PhaseRunner is the narrow phase execution protocol:

async def run(*, workspace_path: Path, task: TaskSpec) -> TaskResult: ...

Each real phase implementation should live in its phase package and implement this protocol. The runner may use Codex, MCP tools, deterministic code, or mocks. The framework calls it only after dependencies are complete.

The three agent phase runners hold an injected AgentSessionFactory but do not own backend lifecycle. Backend ownership lives at the run scope: GenerateWorkspaceWorkflow enters one shared factory once per run (inside asyncio.run), and every agent task mints its own conversation off that shared backend via factory.runner(config). The composition root cmds/generate.py::build_generation_workflow() constructs one CodexAgentSessionFactory, wraps it with the Prompt Diary content-language injector, passes the wrapper to the three agent phase runners, and sets it as the workflow’s agent_factory; the rendering runner is deterministic and takes no agent factory. The wrapper writes the generated workspace AGENTS.md and appends the same rendered language norm to every AgentConfig.developer_instructions before minting a conversation. GeneratePipelineRunner itself is agent-agnostic — it schedules tasks and calls PhaseRunner.run; backend and agent wiring are the workflow’s concern.

A phase runner therefore does not need to be an async context manager to obtain its backend: the shared AgentSessionFactory is entered once at the workflow scope, above the pipeline. The pipeline still enters any phase runner that is an async context manager (once per run), but that mechanism now serves only a runner’s own additional resources, not the agent backend.

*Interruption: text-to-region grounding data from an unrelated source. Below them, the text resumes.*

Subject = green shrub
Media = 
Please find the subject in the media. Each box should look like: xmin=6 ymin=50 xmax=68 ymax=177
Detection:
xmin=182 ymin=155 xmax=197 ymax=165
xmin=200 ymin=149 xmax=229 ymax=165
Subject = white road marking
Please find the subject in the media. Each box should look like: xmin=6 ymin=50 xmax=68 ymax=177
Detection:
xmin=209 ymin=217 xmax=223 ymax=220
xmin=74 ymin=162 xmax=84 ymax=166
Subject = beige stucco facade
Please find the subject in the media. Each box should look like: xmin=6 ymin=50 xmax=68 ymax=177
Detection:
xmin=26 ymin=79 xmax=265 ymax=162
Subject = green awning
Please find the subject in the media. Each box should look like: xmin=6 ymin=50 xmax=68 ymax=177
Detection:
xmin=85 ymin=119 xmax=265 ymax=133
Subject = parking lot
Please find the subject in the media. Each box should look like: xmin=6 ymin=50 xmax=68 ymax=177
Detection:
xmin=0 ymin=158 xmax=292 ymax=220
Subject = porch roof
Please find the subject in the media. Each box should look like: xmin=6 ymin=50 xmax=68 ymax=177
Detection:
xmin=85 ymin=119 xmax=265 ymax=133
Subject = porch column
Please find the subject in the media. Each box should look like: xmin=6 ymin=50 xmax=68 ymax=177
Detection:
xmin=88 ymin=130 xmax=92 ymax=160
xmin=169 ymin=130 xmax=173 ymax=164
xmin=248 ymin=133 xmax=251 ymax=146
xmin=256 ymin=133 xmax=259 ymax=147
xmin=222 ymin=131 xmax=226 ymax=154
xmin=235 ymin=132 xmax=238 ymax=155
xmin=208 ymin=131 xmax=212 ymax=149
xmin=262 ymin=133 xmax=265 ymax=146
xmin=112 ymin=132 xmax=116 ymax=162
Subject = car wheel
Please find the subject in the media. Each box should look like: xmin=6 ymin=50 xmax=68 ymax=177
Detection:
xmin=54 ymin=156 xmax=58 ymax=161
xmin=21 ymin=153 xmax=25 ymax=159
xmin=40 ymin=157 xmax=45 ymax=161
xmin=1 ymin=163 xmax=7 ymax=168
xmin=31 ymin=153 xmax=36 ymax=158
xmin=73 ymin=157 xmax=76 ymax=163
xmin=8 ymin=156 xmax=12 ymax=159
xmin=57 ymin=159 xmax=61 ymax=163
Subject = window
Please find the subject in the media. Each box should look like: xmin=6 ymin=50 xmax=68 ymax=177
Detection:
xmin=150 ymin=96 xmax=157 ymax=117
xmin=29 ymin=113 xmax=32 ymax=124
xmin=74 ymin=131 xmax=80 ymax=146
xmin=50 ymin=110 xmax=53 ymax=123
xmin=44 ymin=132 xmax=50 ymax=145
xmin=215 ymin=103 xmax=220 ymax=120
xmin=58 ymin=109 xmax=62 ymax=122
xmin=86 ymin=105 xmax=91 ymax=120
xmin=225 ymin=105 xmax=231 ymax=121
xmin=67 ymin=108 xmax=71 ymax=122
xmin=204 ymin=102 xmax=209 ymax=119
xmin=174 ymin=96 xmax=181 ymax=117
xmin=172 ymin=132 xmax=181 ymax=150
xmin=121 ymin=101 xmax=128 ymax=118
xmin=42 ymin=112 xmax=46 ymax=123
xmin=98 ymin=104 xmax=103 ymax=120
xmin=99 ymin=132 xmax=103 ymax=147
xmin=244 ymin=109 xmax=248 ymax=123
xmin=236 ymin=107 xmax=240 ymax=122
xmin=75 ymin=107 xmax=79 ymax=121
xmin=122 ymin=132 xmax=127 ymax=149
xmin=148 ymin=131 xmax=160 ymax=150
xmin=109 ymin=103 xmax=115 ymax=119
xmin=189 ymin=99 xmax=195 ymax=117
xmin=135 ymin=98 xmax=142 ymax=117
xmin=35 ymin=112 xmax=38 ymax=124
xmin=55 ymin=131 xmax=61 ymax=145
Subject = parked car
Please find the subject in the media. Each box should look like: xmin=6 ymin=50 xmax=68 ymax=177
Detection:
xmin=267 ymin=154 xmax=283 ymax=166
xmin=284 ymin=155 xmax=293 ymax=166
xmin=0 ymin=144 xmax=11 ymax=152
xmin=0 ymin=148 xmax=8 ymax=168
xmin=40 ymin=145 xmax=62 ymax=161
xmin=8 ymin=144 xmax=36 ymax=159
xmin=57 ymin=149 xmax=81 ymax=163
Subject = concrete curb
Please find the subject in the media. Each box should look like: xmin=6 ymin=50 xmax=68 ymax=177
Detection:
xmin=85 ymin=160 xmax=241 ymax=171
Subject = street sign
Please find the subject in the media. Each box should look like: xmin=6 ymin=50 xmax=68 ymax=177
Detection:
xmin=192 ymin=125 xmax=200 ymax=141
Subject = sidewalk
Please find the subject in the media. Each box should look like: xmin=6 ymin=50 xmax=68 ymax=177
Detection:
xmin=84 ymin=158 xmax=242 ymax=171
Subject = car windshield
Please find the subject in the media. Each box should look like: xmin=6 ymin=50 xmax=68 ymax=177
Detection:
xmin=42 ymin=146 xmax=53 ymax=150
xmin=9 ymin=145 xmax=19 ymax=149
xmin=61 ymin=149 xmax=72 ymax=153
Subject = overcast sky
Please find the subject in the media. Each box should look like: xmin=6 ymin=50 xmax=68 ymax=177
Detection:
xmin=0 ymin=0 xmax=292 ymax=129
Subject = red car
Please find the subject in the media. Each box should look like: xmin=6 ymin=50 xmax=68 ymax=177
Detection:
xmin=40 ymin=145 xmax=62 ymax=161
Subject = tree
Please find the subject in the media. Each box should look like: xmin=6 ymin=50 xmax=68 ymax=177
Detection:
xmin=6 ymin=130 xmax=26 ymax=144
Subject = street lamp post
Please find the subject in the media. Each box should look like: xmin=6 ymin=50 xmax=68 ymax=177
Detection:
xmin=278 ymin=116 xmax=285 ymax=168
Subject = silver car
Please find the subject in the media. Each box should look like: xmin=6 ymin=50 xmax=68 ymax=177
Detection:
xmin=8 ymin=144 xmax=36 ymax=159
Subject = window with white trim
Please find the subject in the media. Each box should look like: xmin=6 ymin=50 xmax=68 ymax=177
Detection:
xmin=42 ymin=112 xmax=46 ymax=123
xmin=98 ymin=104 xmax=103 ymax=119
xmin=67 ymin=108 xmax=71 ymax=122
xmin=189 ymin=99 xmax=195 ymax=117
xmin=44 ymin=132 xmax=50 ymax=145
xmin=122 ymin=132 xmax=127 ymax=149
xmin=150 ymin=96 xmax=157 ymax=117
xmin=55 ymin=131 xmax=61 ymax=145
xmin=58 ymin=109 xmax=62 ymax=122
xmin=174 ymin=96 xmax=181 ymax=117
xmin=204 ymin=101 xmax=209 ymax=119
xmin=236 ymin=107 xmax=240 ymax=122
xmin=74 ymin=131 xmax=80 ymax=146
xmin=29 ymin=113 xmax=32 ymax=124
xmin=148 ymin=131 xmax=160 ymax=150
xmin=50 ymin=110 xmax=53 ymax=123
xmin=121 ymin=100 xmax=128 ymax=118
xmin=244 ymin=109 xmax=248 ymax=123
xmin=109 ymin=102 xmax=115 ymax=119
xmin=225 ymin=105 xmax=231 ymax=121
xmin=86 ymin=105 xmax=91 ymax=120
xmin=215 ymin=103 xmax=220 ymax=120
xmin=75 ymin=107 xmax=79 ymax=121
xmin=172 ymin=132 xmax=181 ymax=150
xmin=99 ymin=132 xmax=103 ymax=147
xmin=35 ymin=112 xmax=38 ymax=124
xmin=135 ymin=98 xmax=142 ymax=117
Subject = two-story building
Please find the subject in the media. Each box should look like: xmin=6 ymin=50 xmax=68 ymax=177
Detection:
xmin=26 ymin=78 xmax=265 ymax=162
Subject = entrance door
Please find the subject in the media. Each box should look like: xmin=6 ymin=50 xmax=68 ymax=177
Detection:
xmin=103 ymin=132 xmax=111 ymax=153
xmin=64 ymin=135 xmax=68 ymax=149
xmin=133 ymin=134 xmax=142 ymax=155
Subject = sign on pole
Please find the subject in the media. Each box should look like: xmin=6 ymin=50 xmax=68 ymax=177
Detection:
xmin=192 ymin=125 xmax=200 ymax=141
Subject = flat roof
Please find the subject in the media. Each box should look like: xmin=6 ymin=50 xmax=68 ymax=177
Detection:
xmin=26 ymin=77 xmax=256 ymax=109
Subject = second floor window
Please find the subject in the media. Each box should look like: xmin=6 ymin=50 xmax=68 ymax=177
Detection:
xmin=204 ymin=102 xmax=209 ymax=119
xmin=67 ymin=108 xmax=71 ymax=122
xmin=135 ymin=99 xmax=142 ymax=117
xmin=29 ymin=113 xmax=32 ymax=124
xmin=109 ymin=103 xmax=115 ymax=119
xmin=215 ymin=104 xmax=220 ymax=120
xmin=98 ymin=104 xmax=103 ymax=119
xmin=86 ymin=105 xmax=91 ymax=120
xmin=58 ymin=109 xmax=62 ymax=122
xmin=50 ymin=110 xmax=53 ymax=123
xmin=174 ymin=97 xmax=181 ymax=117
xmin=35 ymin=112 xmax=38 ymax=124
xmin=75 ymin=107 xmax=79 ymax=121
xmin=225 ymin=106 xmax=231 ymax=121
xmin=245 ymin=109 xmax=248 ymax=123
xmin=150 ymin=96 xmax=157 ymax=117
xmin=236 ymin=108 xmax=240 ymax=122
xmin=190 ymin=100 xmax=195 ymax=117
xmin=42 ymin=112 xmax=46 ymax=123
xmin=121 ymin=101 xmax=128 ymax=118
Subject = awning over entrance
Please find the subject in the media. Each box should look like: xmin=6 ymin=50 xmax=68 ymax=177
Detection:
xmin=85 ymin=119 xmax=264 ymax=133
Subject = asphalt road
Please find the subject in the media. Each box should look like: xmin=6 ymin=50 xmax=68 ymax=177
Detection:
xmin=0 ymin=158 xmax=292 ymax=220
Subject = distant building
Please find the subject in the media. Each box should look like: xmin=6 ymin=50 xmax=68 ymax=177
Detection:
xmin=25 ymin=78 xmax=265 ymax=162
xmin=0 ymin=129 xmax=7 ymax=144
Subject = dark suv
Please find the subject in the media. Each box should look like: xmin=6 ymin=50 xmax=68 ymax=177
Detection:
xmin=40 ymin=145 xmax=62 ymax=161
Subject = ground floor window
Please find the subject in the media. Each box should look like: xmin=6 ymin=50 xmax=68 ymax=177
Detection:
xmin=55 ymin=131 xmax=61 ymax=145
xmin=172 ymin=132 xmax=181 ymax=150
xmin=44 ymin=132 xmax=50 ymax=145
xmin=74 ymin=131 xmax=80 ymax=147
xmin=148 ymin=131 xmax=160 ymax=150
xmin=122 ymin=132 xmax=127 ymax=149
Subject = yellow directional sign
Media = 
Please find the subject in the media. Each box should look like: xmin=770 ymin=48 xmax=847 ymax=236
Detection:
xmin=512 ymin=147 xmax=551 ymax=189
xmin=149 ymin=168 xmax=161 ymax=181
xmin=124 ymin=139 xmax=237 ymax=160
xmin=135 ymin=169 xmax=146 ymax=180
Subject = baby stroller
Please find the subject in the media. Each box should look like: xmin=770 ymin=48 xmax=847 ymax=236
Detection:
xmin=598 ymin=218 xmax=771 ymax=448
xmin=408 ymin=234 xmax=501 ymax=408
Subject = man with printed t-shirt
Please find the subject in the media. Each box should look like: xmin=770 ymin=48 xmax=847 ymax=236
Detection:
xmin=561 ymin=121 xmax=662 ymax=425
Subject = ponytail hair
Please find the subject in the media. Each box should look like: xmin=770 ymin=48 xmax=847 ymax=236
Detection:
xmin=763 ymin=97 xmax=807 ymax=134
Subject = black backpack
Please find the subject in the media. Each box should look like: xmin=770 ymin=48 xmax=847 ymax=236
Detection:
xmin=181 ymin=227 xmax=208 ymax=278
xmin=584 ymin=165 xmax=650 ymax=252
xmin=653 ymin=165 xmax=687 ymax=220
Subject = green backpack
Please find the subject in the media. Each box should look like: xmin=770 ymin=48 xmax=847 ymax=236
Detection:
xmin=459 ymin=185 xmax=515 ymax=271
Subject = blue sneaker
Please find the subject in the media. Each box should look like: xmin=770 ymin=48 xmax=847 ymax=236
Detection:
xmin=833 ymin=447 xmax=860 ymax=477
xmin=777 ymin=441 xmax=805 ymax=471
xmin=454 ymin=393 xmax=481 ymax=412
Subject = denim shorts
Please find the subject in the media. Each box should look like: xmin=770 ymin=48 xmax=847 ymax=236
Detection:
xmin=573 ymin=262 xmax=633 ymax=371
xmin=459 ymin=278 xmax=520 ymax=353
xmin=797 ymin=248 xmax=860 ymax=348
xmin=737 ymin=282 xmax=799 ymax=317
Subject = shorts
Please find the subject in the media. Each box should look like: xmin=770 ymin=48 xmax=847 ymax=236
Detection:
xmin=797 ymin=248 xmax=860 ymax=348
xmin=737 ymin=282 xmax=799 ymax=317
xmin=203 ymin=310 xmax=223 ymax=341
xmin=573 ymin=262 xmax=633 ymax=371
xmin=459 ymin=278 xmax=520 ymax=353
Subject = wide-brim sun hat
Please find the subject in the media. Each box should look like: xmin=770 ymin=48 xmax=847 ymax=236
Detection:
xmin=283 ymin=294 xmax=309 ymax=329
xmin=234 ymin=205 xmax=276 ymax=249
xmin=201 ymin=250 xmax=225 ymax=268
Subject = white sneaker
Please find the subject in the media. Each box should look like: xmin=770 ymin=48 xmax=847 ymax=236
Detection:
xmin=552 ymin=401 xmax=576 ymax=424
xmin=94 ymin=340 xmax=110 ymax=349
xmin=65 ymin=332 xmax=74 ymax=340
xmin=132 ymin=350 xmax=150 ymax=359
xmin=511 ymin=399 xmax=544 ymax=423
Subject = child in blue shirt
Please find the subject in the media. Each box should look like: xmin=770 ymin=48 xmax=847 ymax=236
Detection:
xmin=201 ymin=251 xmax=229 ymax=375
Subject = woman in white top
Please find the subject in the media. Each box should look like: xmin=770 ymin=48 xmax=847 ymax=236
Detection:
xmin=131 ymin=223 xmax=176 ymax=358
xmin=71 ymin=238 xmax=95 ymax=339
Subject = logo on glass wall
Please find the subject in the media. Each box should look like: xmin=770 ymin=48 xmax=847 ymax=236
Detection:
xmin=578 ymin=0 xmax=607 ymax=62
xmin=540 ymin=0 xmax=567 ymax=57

GenerateWorkspaceWorkflow is the shared workspace executor for both the full pipeline and one standalone phase task. run_generation_task is the lower-level task API used after declared prerequisites exist, which keeps phase development and debugging independent from the full pipeline.

GeneratePipelineRunner runs a full GenerationPlan. It schedules ready tasks, applies per-kind concurrency limits, marks dependents blocked after failed prerequisites, and validates that a successful task produced its declared outputs.

The scheduler does not retry failed tasks. Codex-backed phase runners own same-process agent retry inside a task through generate/agent_retry.py: they keep the current AgentRunner, re-read durable artifacts after each successful or failed turn, and send a phase-specific resume prompt when the artifact shows more work is needed. The default policy permits three consecutive no-progress attempts with exponential backoff from 1s up to 60s. If that budget is exhausted, the phase returns a failed task with an agent made no progress ... error. Deterministic rendering and non-agent failures remain outside this helper.

A full pipeline run succeeds when terminal deliverables succeed. Non-terminal tolerated failures, such as failed extraction attempts that still wrote durable evidence cards for project synthesis, remain visible on the run result without making the final report command fail.

CLI

report generate runs the full pipeline for a target date, preparing the workspace first when it is missing.

Standalone phase commands require an existing prepared workspace and run one task after checking its declared prerequisites:

report generate evidence --date YYYY-MM-DD --project-key <project_key> --session-ref S0001
report generate project --date YYYY-MM-DD --project-key <project_key>
report generate daily --date YYYY-MM-DD
report generate render --date YYYY-MM-DD
report generate render --date YYYY-MM-DD --notion

The phase commands do not rerun earlier phases or prepare missing workspaces. They are development and repair entrypoints for the phase boundary rule. generate render writes the views from an existing daily-report.json; generate render --notion renders then publishes to Notion.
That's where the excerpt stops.